Bay Area parents win commitments from legislators

By Diana Choksey

When San Francisco mom June Strohlin found out about a forum where parents could ask legislators for action on key issues, she got involved. Strohlin receives subsidized child care and is concerned that eligibility ceilings haven’t been raised to keep up with inflation.

“It’s a form of economic violence,” she says. “Corporations get a tax break for hiring women transitioning off welfare (but we) can’t take a pay raise because we (would) lose our child care subsidy.”

At the forum, which parents organized with support from the Bay Area Parent Leadership Action Network (BayPLAN), legislative aides made specific commitments on school, child care, and CalWORKs issues.

Deciding the issues

Before the forum, BayPLAN surveyed 200 parents about their priorities. They called for

  • more money for schools
  • cost-of-living increases for families on CalWORKs
  • higher eligibility ceilings for subsidized child care
  • better training for parents on school site councils.

These issues “became the platform,” says Melia Franklin, director of BayPLAN. Holding the forum during the state budget process gave parents “a sense of taking action right then” and insisting that “representatives act on their promises.”

Getting “prepared to tell their story”

With support and training from BayPLAN, parents

  • Invited legislators through letters and followed up by phone
  • Got the word out to parents through community organizations, mail, and email
  • Made packets with fact sheets on key issues, sample questions for legislative aides, and a worksheet to help parents develop their personal testimonies. Strohlin says she was “real nervous,” but the worksheet helped her speak out.
  • Organized carpools to the forum
  • Arrived early to go over the issues and “be prepared to tell their story in a powerful way,” says Franklin.

BayPLAN provided child care at the forum and a shuttle for Cantonese-speaking parents coming from San Francisco to Oakland.

“Speaking their minds”

“Parents moderated this meeting, speaking their minds and using their experience. They asked questions and checked off who was agreeing to what,” says Franklin.

Ai Zhu Huang, one of the 40 parents present, testified in Chinese about her struggles in dealing with her child’s school and school district.  “I am advocating for the rights of many parents (who don’t speak much English),” she says. “Many have similar struggles and do not know who to go to.”

At the forum, some of the legislators’ staffers agreed to

  • Increase money for schools—by looking for a sponsor for legislation to increase per-pupil spending by raising taxes on the rich and corporations. 
  • Call for more parent leadership training in schools in a letter to state school superintendent Jack O’Connell.

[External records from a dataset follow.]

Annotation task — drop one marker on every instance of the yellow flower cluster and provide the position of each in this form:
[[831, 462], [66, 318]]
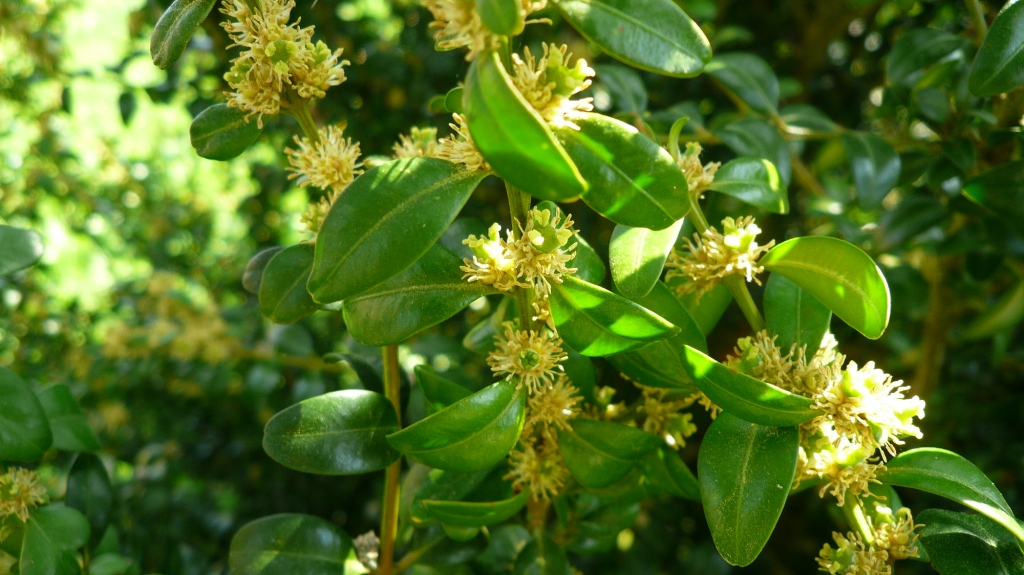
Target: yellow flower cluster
[[275, 56], [714, 256]]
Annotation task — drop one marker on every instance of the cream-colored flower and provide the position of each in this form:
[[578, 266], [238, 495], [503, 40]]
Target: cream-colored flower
[[715, 256], [330, 164]]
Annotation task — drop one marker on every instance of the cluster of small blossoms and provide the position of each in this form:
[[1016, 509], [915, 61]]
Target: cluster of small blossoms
[[550, 83], [275, 56], [20, 490], [714, 255], [457, 25]]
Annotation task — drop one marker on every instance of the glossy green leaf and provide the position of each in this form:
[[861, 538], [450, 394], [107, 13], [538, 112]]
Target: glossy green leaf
[[840, 275], [744, 397], [595, 321], [22, 249], [386, 220], [950, 476], [961, 543], [52, 537], [25, 430], [754, 180], [876, 167], [667, 472], [89, 491], [472, 434], [660, 364], [652, 35], [221, 133], [426, 294], [513, 138], [503, 17], [750, 78], [471, 514], [283, 295], [289, 543], [633, 181], [999, 64], [339, 433], [637, 257], [600, 453], [794, 315], [745, 472], [69, 422], [175, 29], [439, 392]]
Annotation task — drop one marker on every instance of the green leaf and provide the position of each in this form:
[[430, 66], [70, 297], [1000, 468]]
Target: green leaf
[[175, 28], [750, 78], [841, 275], [386, 220], [755, 181], [600, 453], [999, 64], [637, 257], [289, 543], [463, 514], [595, 321], [660, 364], [745, 472], [876, 167], [221, 133], [472, 434], [744, 397], [89, 491], [25, 430], [794, 315], [423, 296], [667, 472], [439, 392], [69, 422], [340, 433], [633, 181], [651, 35], [503, 17], [513, 137], [283, 295], [968, 544], [23, 248], [52, 536], [950, 476]]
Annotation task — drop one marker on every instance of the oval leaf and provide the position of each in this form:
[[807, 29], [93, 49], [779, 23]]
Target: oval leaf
[[794, 315], [755, 181], [513, 137], [950, 476], [745, 472], [289, 543], [999, 64], [340, 433], [652, 35], [221, 133], [386, 220], [25, 431], [472, 434], [744, 397], [637, 257], [633, 181], [175, 28], [600, 453], [423, 296], [283, 295], [840, 275], [22, 249], [595, 321]]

Some of the parents are now drafting the letter.

Later, Assemblymember Loni Hancock cast a deciding vote for updating child care eligibility guidelines—another key demand, says Franklin.

“It was a terrific forum,” says Rachel Richman, legislative aide for Assemblymember Chan. “Parents were really focused on what they wanted for their children. When parents come together they can really succeed.”

Next steps

Parents are following up by meeting with legislators and conducting a letter-writing campaign. “One by one, we’re building a parent movement,” says Franklin, “to bring parents together as a unified voice.”